George didn't write about his dad'; passing for the Times. Peter's column "caught the humanity of my father," George says, and he knew that there was nothing more to be written.
"Pete scooped him," Chris Vecsey says. "George wasn't too happy about that, as I recall."
"I told you—I love this!" Peter says. It's a mid-March evening a' Philadelphia's CoreStates Center, and the man is in his element: before the game, behind the basket, basking Already he has interviewed his new love, Allen Iverson; heard the 76ers point guard stroke him about their chat; talked with team president Pat Croce and coach Larry Brown. The security guards know Vecsey, fans call his name. Now a girl is asking for an autograph. Behind her a boy is waiting to take a picture.
"I know the fans, the audience," Peter had said earlier that day, at lunch. "They love me. They love me. I get it back a thousand times, and it's tremendous: out on the street, in the letters I get.
"I've always known that my brother was good at what he did and had the respect of everybody, deservedly so. I know I don't."
Unlike George, Peter has been guided by none of journalism's notions of fairness and ethical probity. He once hit up a coach he was covering, Kevin Loughery of the New Jersey Nets, for a job as an assistant. During the 1981-82 season, Peter accepted two low-interest loans totaling $60,000 from Leon Spiller, a close friend of Nets owner Joe Taub's, to build a house on Shelter Island, in New York. Peter was questioned about the loans by his bosses at the Post, who chastised him but did not suspend him. The loans were a textbook example of conflict of interest—and a firing offense at most newspapers.

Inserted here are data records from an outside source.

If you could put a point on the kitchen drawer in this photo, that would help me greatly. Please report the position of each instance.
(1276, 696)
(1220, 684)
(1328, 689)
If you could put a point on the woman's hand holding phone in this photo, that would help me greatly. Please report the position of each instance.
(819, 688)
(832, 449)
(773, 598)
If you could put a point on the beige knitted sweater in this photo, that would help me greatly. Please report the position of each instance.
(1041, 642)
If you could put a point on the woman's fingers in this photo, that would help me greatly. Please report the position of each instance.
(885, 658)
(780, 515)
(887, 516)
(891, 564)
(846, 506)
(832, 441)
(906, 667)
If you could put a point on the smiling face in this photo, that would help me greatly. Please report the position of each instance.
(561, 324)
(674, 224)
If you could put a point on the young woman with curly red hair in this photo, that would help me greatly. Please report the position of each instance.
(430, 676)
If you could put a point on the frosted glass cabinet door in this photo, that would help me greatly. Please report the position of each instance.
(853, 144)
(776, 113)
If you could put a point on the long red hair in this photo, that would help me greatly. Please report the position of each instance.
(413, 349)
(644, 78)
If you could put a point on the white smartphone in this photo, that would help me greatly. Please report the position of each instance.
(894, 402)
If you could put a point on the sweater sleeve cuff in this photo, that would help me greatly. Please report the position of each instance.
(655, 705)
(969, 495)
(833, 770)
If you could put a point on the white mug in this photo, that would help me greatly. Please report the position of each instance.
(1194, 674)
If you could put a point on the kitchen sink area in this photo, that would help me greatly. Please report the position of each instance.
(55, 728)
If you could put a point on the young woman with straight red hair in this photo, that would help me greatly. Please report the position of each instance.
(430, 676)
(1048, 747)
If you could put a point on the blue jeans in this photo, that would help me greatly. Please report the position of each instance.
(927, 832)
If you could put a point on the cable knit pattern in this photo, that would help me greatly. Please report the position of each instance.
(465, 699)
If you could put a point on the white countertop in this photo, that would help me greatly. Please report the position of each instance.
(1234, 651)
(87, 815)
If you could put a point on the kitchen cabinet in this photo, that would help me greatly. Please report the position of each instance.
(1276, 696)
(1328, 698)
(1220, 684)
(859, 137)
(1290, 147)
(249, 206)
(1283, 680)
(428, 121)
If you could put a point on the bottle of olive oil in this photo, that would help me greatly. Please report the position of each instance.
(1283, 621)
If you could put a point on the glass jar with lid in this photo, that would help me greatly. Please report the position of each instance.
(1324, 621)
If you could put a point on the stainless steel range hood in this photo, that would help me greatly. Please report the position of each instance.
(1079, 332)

"Did I take it easy on Joe?" Peter says. "I love Joe. But I didn't take it easy on the team. It was winning in those days. But my honesty is the best thing I have going. If I had to do it all over again, I wouldn't put myself in the position to be nailed."
This year, Peter applied to the Denver Nuggets for the general manager's job eventually given to Dan Issel. Asked if he thought this compromised him, Vecsey says, "Why? There've been newspapermen who've gone to work for teams before. I wanted to join the fray."
Ever quick to tee off on others for any transgression, Peter has blurred the line between journalist and subject so often that at times the line has disappeared. A decent player at Archbishop Molloy High in Queens, Vecsey not only covered Julius Erving for the News when Dr. J was with the Nets but also coached and played with Erving for four years on a team in the renowned Rucker League in Harlem. Erving was Peter's best man when he married his current wife, Joan. Peter knew all the New York playground legends, hung out at team parties, put up Earl Manigault in his apartment one summer when Manigault was hiding from drug dealers.
Such access helped Peter build his strong network of sources, but it also gave him a ready pool of clients when, banished to covering high school sports for the News after his tiff with Young in '76, he began recruiting pro players to endorse Pony sneakers. "I was actually out there signing players to contracts—M.L. Carr, Darryl Dawkins, World B. Free," he says. "They got $1,000 a year. That was my job." It created a thin line for him to walk: Though Vecsey didn't cover the NBA that year and ended the arrangement when he joined the Post in 1977, he ended up covering people with whom he had once had business ties. It is precisely such gray areas that deny him the respect George is accorded.